The country went to the markets this Wednesday to obtain 1,250 million euros and, contrary to what has happened in recent auctions, this time the costs did not fall.
Portugal went to the markets on Wednesday to raise 1,250 million euros in short-term debt and, contrary to what has been happening in recent auctions, this time the costs of “borrowing” from investors have not fallen. Even so, the country continues to finance itself with negative interest rates.
Two auctions were held this morning and, in both cases, the Portuguese Treasury recorded less negative interest rates than in previous comparable operations, something that would already be expected in light of the latest decisions of the European Central Bank (ECB) regarding the rate of deposits.
IGCP obtained 350 million euros in three-month Treasury bills at a rate of -0.475%. It compares with the rate of -0.563% observed in a similar auction held in August. In the auction of the bills with a maturity of 11 months, 900 million euros were raised at an interest rate of -0.45%. It is also a less negative rate than that recorded in the August operation (-0.55%). Investor demand weakened slightly, but remained robust to the claims of the agency.

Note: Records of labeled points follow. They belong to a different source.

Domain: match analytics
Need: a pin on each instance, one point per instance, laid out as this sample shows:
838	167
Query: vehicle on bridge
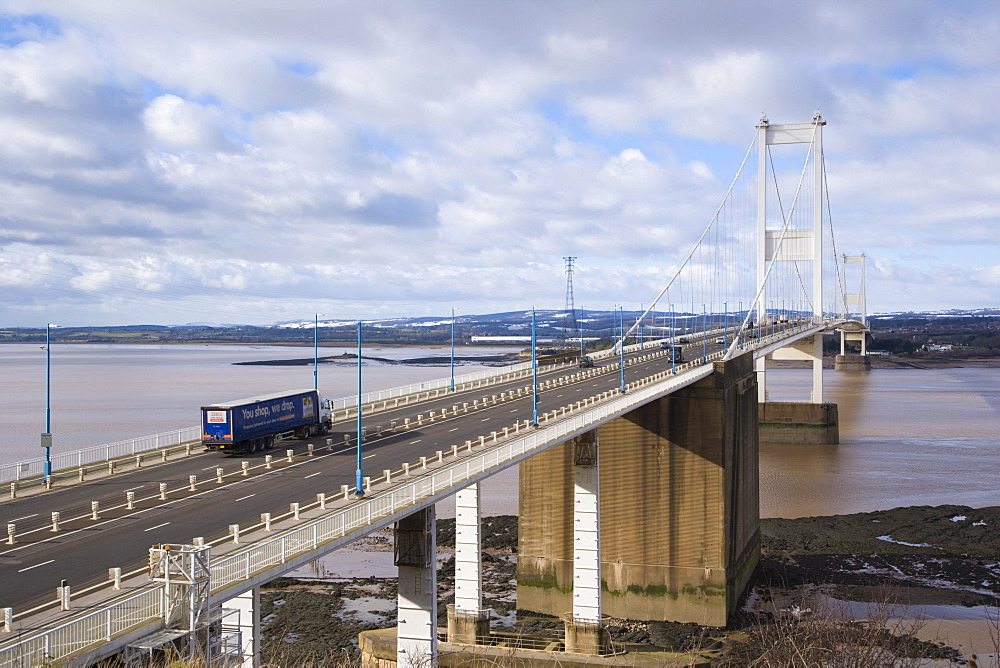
257	423
676	352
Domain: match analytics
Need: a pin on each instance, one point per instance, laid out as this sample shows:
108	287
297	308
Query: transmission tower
571	325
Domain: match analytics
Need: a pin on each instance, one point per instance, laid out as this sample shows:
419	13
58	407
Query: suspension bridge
639	475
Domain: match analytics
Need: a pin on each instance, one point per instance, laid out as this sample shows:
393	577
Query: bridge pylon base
679	514
798	423
852	363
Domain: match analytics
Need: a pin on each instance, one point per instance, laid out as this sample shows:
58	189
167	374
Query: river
907	436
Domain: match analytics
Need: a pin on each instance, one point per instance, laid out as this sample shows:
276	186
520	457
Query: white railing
100	626
461	382
34	468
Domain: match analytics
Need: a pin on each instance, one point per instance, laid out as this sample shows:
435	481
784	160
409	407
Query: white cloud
178	123
242	155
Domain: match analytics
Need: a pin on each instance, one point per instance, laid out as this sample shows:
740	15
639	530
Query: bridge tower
855	331
781	244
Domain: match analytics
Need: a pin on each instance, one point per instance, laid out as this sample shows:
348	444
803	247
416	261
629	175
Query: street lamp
47	436
452	386
534	373
316	352
621	325
359	489
704	334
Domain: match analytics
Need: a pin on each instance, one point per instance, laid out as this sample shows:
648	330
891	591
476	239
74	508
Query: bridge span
638	477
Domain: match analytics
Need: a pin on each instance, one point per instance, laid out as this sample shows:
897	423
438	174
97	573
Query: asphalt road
83	550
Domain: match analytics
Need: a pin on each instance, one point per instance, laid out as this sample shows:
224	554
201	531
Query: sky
248	161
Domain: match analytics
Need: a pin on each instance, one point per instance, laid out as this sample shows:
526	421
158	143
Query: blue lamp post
704	337
359	489
316	352
621	348
534	373
725	326
47	436
452	386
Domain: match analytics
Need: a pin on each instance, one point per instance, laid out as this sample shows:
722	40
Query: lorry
257	423
675	352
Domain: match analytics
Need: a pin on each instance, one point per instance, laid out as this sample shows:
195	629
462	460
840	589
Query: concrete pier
852	363
794	422
679	510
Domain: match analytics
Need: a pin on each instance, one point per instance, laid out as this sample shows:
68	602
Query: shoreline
912	558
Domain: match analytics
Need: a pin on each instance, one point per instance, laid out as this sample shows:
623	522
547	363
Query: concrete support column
248	603
584	631
760	366
678	510
416	635
467	621
817	360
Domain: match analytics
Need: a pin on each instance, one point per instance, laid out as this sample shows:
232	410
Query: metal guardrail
34	468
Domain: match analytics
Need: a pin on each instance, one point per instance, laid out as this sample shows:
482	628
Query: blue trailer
257	423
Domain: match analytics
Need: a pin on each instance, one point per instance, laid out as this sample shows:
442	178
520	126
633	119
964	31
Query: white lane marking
36	565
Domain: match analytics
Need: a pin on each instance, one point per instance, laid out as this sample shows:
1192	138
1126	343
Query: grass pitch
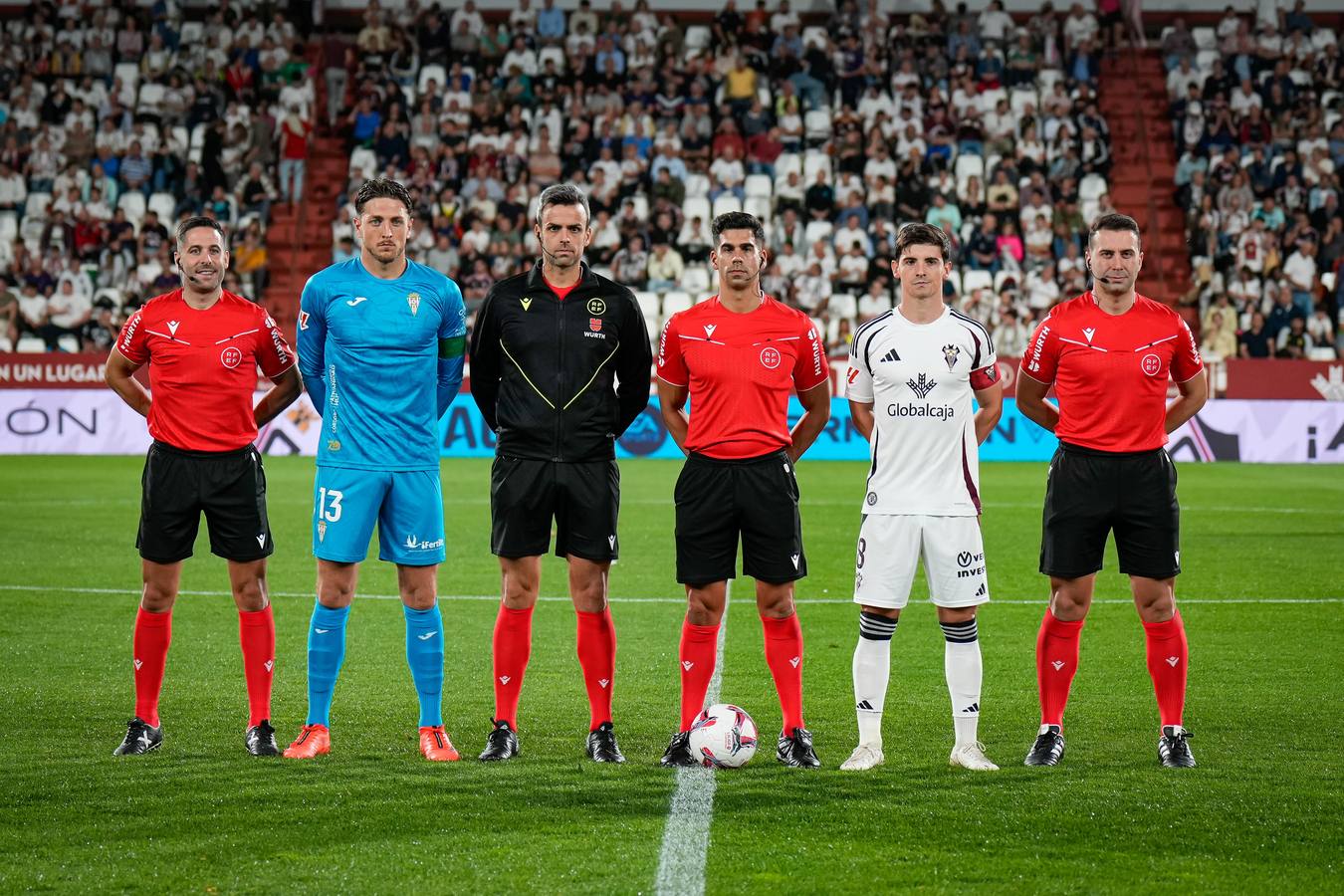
1259	814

This was the last short-term debt auction of the year for Portugal and the result seems to show, for the time being, a reversal in the trend of interest rates, which had become increasingly negative until now. However, with the decision to create two brackets in the deposit rate, the ECB ended up giving the banks a breathing space (they are less penalised by the current tiering scheme) and gave a new direction to interest rates in the markets.